I know sometimes, retreating doesn’t seem worth the hassle; for those who have considerable responsibilities withdrawing takes work. Don’t let the planning needed to retreat discourage you from it. If there is one thing I have learnt this side of my own ‘at home soul retreat’ it is that it is thoroughly worthwhile.
So, what is a soul retreat? Seems a stupid question, as the answer is in the name, but the word ‘soul’, being a little mysterious, probability needs to be explained. Defining the soul is difficult and it seems every second charlie has a different definition for the soul, so let me clarify what I mean. When I say soul, I am referring to the mind, the will and the emotions. A soul retreat is simply finding space to clear the mind, rest the will and process emotions; it’s about nourishing the inner-self.
Once I have decided when I will begin and how long my retreat will last (it could be hours, days or weeks), I prepare by considering what I expect from retreating ahead of time. Much like I would pack my bag for a get away, I gather all I need for my retreat beforehand. This might include deciding on some reading material, creating a relaxing playlist, planning what nature walks I want to do, booking a massage or preparing meals so I don’t have to think about cooking.
For me, learning to retreat without leaving home has helped me to consistently show up and fulfil commitments. I do this by using free-time in a way that is intentionally geared towards soul health. I also shuffle my work and responsibilities into three working days, leaving two days (in school hours) to retreat from time to time. I could not do this every week, nor is there a need to as retreating every six to eight weeks works for me.
Essentially a soul retreat is about following the soul and giving it what it needs. Your soul retreat will be as unique as you are. For me, a soul retreat involves deep thinking, journaling, reading, napping, being exposed to beauty and creativity, walks by the water, and time spent in stillness. You can include whatever makes you feel alive; from base jumping to baking, it’s up to you. However, it’s important to remember that a soul retreat isn’t just about having a good time; it’s about affirming positive thought, processing painful emotion, and allowing yourself space to dream a little.
Normally I do not feel the benefits of retreating straight away, in fact, retreating can feel exhaustingly wasteful. However, about 5 days after I’ve retreated, I experience an increase in focus and creative energy. This I’m sure, will be different for you, as we all seem to respond to rest and refuel differently.
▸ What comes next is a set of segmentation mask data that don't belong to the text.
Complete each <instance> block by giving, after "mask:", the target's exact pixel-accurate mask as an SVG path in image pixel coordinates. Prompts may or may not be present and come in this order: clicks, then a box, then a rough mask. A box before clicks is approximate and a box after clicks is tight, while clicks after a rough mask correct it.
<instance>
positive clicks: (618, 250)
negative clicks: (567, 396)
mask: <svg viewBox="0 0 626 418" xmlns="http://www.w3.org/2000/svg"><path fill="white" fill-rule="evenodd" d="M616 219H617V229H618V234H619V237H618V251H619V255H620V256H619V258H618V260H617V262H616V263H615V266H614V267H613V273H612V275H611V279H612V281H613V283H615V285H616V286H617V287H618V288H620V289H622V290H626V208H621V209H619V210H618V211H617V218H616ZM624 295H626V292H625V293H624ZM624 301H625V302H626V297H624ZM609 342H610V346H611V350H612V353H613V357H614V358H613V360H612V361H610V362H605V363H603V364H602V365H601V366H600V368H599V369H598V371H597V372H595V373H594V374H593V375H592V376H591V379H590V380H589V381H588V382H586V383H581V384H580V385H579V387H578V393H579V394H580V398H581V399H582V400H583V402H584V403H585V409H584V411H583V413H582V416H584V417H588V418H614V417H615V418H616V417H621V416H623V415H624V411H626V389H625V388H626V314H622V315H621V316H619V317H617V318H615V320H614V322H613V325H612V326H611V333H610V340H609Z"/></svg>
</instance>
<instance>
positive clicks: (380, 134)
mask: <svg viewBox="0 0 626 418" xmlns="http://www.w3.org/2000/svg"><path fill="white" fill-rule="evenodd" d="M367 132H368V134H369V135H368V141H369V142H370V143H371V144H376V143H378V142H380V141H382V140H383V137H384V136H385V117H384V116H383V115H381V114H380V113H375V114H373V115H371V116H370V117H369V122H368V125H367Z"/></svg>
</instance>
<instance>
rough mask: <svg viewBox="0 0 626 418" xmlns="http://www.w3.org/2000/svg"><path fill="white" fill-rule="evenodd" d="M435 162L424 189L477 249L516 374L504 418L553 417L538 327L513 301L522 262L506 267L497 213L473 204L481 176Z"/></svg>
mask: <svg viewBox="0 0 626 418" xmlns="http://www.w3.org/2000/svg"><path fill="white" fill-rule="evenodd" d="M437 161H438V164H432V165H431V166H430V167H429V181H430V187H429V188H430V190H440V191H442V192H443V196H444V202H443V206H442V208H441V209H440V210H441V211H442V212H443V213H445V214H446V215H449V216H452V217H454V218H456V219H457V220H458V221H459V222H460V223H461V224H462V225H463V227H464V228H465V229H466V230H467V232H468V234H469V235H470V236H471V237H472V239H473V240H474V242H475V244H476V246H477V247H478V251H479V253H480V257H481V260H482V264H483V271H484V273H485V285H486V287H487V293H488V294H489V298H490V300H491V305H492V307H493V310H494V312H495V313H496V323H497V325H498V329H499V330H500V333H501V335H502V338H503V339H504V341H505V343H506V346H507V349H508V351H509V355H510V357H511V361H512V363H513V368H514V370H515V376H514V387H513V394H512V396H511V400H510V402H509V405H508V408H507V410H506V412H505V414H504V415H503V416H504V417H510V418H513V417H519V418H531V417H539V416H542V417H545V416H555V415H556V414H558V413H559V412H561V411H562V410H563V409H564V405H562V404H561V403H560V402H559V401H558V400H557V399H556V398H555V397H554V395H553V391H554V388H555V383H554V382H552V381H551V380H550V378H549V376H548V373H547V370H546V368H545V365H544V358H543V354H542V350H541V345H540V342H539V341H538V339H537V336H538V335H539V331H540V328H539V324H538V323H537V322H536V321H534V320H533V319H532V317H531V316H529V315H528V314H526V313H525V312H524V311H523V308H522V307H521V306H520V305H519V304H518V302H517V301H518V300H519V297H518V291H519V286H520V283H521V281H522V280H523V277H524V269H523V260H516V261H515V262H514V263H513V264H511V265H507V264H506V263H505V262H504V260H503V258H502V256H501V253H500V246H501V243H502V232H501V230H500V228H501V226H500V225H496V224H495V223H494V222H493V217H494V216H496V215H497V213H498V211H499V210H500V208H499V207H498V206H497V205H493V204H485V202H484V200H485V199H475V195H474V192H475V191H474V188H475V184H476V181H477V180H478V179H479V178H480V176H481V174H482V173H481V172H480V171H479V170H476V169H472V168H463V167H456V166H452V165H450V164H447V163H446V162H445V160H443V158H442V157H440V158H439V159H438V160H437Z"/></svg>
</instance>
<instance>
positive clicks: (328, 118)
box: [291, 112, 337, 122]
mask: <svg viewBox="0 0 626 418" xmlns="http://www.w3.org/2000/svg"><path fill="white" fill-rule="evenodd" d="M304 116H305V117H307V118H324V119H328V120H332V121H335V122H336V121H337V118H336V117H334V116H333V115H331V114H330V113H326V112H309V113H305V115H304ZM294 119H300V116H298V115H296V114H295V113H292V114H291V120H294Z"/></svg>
The purpose of a soul retreat is to nourish the soul. This is important because neglect at a soul level affects not only our health but also our relationships, our overall well being and outlook on life. If you are weary, lack creative clout, feel jaded, or overwhelmed by a never ending cycle of busyness, a soul retreat may be what you need. There are curiosities to chase, dreams to journal, healing to heed, hope to surrender to, if only you’d stop for a moment to mine the soul.